E allora trasformiamo il gioco di Borsa in un gioco. Passiamo, una volta tanto, dalla cruda realtà del listino alla surrealtà di un esercizio di fantasia. Rimettiamo in primo piano il valore delle cose rispetto a quello delle azioni e proviamo a trasformare queste in quelle. Attenzione: il gioco non ha lo scopo di guadagnare in Borsa, ma solo di modificare per un attimo il punto di vista. Abbiamo pensato di confrontare i valori di alcune azioni nei loro massimi e nei loro minimi, trasformando i prezzi in beni: nell’ultimo paio d’anni il crollo è stato profondo e visibile. C’è stato un picco all’insù, per tutte le azioni, che poi è diventato un picco all’ingù. Ma la storia insegna che nel tempo i valori massimi sono stati quasi sempre riconquistati: questo elemento statistico è anche un conforto. La Borsa del risparmiatore e dell’investitore avveduto è fatta di tempi lunghi: si misura sui lustri, più che sugli anni. Le crisi si superano, è solo questione di tempo; l’importante è che regga il sistema, che è quello che permette all’economia di mercato di funzionare.

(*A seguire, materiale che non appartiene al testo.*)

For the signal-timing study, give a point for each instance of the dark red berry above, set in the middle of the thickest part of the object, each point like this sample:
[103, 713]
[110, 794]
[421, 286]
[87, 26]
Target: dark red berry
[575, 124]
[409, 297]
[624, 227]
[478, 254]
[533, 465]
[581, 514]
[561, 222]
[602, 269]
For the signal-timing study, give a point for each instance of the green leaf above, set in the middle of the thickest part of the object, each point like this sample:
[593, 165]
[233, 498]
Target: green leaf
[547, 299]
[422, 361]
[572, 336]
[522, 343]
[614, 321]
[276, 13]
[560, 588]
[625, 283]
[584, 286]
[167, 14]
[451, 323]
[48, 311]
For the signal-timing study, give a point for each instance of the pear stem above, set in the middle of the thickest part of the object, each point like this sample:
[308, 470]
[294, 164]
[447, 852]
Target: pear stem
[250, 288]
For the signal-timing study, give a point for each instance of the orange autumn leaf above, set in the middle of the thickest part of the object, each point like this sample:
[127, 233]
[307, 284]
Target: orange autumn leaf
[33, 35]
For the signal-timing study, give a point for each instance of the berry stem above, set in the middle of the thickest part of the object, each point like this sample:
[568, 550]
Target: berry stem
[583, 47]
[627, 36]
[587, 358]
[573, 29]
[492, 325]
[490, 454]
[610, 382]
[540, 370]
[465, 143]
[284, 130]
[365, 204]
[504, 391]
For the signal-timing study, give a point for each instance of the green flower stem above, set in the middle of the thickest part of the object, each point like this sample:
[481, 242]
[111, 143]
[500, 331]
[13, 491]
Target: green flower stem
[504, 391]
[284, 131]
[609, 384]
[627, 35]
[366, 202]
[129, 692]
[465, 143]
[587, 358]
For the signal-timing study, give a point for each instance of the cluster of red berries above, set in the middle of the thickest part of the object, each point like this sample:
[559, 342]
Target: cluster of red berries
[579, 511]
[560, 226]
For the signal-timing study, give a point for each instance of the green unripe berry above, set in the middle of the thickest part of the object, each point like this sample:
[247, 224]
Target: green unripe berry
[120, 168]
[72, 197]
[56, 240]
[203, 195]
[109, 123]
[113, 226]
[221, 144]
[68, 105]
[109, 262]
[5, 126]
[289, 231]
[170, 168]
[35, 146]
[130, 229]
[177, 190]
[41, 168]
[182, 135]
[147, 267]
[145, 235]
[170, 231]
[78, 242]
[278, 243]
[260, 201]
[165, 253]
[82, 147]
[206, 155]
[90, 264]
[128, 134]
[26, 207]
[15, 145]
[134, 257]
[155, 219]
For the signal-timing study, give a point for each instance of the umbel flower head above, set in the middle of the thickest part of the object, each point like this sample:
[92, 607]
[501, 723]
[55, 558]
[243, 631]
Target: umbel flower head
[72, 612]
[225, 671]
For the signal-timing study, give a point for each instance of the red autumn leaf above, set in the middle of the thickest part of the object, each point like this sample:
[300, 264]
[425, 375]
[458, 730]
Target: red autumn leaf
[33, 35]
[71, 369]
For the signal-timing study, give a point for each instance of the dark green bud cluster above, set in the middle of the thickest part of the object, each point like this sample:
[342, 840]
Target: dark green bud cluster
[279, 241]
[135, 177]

In queste settimane i segnali di fiducia si sono moltiplicati: le banche americane, quelle da cui la crisi è partita, stanno diffondendo i dati del primo trimestre, e sono tutti positivi; alcune sono addirittura pronte a restituire i prestiti ricevuti dal governo. La Borsa americana ne ha tratto vantaggio, e così le altre piazze mondiali, Piazza Affari compresa. Le principali banche italiane - Unicredit e Intesa, quelle su cui si erano alimentate le maggiori preoccupazioni - hanno chiuso il 2008 in utile (rivelandosi tra le più solide banche del mondo) e la loro quotazione si è praticamente raddoppiata in poche settimane. Tutta l’economia mostra timidi segnali di risveglio.

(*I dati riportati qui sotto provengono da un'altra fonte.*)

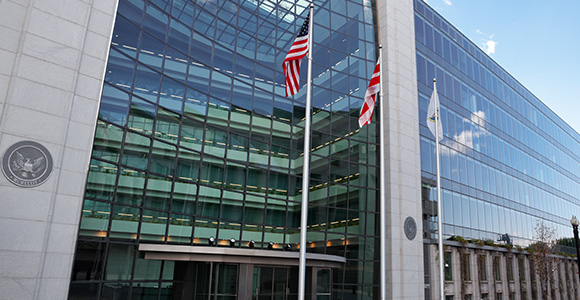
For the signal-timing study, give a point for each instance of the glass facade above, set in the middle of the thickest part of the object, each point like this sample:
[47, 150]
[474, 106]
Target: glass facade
[196, 140]
[506, 159]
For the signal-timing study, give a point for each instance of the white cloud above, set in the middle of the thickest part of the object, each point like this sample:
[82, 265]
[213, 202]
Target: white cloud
[488, 44]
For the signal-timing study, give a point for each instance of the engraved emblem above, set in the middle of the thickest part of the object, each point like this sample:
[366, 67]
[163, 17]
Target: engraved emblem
[27, 164]
[410, 228]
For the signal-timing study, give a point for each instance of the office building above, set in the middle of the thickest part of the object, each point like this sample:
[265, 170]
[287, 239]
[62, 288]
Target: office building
[149, 151]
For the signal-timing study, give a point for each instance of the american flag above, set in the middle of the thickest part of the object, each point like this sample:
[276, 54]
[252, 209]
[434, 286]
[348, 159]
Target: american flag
[366, 111]
[293, 60]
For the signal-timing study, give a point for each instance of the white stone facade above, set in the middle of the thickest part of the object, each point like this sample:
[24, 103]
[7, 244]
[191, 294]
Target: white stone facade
[402, 152]
[52, 62]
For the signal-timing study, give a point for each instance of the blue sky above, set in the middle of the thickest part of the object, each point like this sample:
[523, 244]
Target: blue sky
[537, 42]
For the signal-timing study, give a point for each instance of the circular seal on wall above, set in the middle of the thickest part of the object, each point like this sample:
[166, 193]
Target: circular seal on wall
[410, 228]
[27, 164]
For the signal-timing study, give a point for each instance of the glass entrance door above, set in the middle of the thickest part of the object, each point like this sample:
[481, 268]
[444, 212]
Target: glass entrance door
[275, 283]
[215, 281]
[230, 281]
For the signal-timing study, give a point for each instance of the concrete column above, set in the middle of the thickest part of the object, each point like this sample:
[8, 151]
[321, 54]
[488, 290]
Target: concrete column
[52, 62]
[402, 152]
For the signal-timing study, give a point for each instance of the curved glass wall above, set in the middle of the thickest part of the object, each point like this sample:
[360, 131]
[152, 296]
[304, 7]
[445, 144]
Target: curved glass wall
[196, 140]
[507, 160]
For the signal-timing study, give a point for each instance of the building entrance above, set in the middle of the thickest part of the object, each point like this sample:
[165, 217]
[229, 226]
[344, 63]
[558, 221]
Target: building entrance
[230, 281]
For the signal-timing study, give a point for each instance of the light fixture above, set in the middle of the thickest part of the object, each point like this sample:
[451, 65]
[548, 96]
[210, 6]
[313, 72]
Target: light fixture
[574, 221]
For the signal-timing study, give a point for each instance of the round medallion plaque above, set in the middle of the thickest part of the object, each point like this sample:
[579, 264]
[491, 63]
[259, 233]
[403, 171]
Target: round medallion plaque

Torniamo al gioco, un po’ come quello dell’uovo e della gallina. Oggi con 40 azioni Fiat (circa 300 euro) posso comprare un paio di scarpe? Domani, al recupero dei prezzi record, potrò acquistare un abito di sartoria. Mille azioni Unicredit, oggi, sono un ciclomotore «basic», lo stesso pacchetto ai suoi massimi corrisponde a una Fiat 600. La fantasia può spingersi più in alto: con 4mila Italcementi si può passare da un garage collocato in una zona semicentrale di Milano a un appartamento vero, anche se monolocale. Altri esempi si possono leggere nel grafico, elaborato sull’arco dei tre anni. Si può obiettare che il vero modo di vedere le cose è un altro: uno, due anni fa «avevo» un appartamento e oggi «ho» un garage; possedevo un’auto e mi ritrovo costretto a girare in motorino. In altre parole, i record sono dietro le spalle e chi sa mai quando torneranno. Molti risparmiatori hanno perduto migliaia e migliaia di euro, per loro il paragone è con il passato, non con il futuro.

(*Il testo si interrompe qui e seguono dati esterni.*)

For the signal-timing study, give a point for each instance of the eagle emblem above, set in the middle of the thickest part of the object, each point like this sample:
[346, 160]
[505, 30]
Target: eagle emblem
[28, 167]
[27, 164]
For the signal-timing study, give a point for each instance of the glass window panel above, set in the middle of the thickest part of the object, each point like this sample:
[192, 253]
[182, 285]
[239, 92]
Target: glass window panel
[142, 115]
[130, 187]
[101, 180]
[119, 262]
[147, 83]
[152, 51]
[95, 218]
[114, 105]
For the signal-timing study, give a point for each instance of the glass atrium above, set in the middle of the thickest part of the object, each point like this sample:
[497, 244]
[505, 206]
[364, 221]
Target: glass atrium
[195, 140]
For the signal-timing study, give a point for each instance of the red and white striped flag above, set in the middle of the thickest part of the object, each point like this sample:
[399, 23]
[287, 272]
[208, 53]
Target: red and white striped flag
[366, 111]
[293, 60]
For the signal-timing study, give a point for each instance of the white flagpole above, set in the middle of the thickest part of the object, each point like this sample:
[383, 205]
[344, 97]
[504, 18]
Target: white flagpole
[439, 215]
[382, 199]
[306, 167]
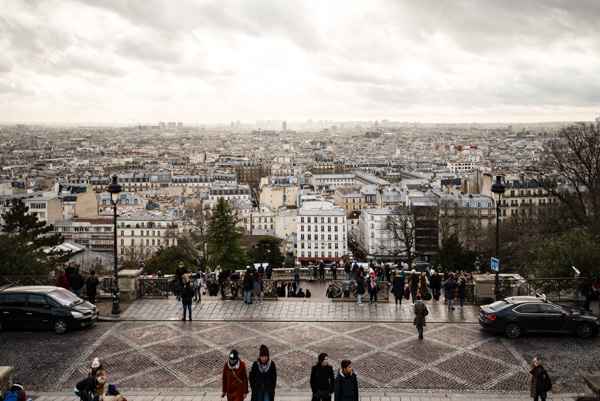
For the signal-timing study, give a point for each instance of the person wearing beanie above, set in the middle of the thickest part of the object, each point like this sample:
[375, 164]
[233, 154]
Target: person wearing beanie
[420, 313]
[97, 370]
[86, 388]
[263, 377]
[321, 379]
[16, 393]
[113, 394]
[235, 378]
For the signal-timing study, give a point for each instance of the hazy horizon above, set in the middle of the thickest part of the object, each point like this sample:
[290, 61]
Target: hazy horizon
[141, 62]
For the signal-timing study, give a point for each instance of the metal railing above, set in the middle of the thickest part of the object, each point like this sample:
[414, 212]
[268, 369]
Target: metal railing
[346, 290]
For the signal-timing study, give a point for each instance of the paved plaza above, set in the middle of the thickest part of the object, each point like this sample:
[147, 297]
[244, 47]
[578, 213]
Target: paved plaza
[153, 356]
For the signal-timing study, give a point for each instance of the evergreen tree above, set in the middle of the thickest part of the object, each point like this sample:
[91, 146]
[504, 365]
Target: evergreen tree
[23, 241]
[268, 251]
[223, 238]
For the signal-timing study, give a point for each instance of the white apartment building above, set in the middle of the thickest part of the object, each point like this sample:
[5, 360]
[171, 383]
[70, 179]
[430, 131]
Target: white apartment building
[142, 233]
[321, 232]
[374, 239]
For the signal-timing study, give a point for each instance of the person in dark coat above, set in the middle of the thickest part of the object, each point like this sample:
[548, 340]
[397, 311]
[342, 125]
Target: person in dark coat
[360, 287]
[345, 386]
[419, 320]
[413, 283]
[247, 286]
[76, 282]
[398, 287]
[461, 292]
[85, 388]
[62, 281]
[450, 292]
[536, 389]
[321, 379]
[263, 377]
[372, 287]
[186, 299]
[91, 284]
[436, 284]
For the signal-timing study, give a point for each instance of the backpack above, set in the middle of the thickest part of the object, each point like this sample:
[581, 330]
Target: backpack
[546, 382]
[11, 396]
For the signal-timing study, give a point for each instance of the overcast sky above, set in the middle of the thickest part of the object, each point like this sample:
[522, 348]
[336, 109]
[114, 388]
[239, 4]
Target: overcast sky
[144, 61]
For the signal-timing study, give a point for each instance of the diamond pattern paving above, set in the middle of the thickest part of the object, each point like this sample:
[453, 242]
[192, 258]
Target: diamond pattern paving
[172, 354]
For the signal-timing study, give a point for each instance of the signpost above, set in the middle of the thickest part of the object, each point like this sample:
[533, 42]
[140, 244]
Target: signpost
[495, 264]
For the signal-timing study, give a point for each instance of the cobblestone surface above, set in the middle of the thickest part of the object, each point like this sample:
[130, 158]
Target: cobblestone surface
[159, 355]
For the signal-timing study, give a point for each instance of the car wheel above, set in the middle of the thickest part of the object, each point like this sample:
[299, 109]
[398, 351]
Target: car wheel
[584, 330]
[61, 326]
[512, 330]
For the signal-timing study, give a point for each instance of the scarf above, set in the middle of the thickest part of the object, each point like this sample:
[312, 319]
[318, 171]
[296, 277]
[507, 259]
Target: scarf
[373, 282]
[264, 368]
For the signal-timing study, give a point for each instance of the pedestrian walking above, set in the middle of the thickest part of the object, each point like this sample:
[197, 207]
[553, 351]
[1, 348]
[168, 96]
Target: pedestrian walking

È vero: il crollo c’è stato ed è innegabile. Chi ha perduto, è degno di rispetto. Ma perché adoperarci oggi in un esercizio che può sembrare il contrario della realtà? Il presupposto è che l’investitore avveduto abbia saputo limitare i danni e si sia messo in posizione di attesa per rientrare in Borsa. Oggi che il fondo sembra essere stato toccato, è il momento di riguardare con attenzione agli investimenti finanziari. Tuttavia, l’esercizio vuol essere un tentativo di «visualizzare» a quali soddisfazioni potrà portare, nei prossimi anni, il coraggio di oggi: l’obiettivo c’è, è visibile e riscontrabile. È il precedente record raggiunto in passato da ciascun titolo, ovvero il valore che prima o poi - la storia insegna - sarà matematicamente riacciuffato. È solo questione di tempo.